32 The Role of Convection in African Easterly Wave Dynamics

Monday, 26 June 2017
Salon A-E (Marriott Portland Downtown Waterfront)
James O. H. Russell, North Carolina State Univ., Raleigh, NC; and A. Aiyyer

Handout (1.6 MB)

African easterly waves (AEWs) are synoptic-scale disturbances associated with the African Easterly Jet (AEJ) that move westward across sub-Saharan Africa during the West African Monsoon season. It has been shown that the barotropic and baroclinic extraction of energy from the AEJ is not sufficient to sustain AEWs, and that moist convection may have an important role in their maintenance. Therefore, this study aims to investigate the role of convection in the propagation and growth of AEWs. More specifically, this study tests the hypothesis that convection and AEWs interact through the Diabatic Rossby Wave (DRW) mechanism.

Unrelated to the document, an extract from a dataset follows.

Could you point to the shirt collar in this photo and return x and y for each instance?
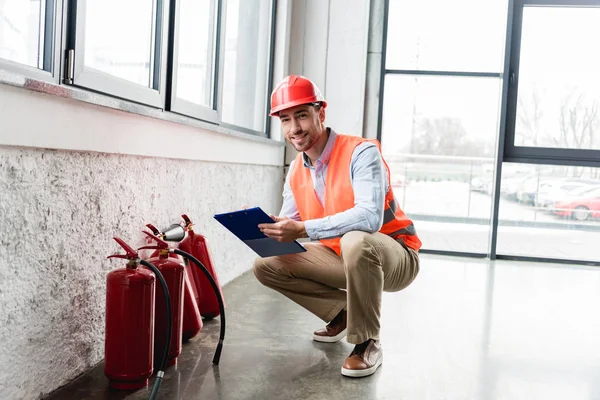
(326, 154)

To investigate how convection (and diabatic heating) affect the structure and evolution of AEWs, this study examines a potential vorticity (PV) budget. Data for this PV budget is obtained through two different approaches. First a composite average AEW from the ERA-Interim analysis is examined. Second, an AEW case study is simulated using the Weather Research and Forecasting model (WRF) at convection permitting resolution. Sensitivity tests are also carried out using WRF that eliminate convective diabatic heating.

Early results show that diabatic processes generate PV in the low- and mid-levels of AEWs. Further, without diabatic effects, the PV structure of the AEW is limited to the upper-levels and the low-level structure of AEWs, important for Hurricane genesis, is weak or not present. These results suggest that AEWs grow through the DRW mechanism although the propagation of the wave is dominated by advection by the AEJ.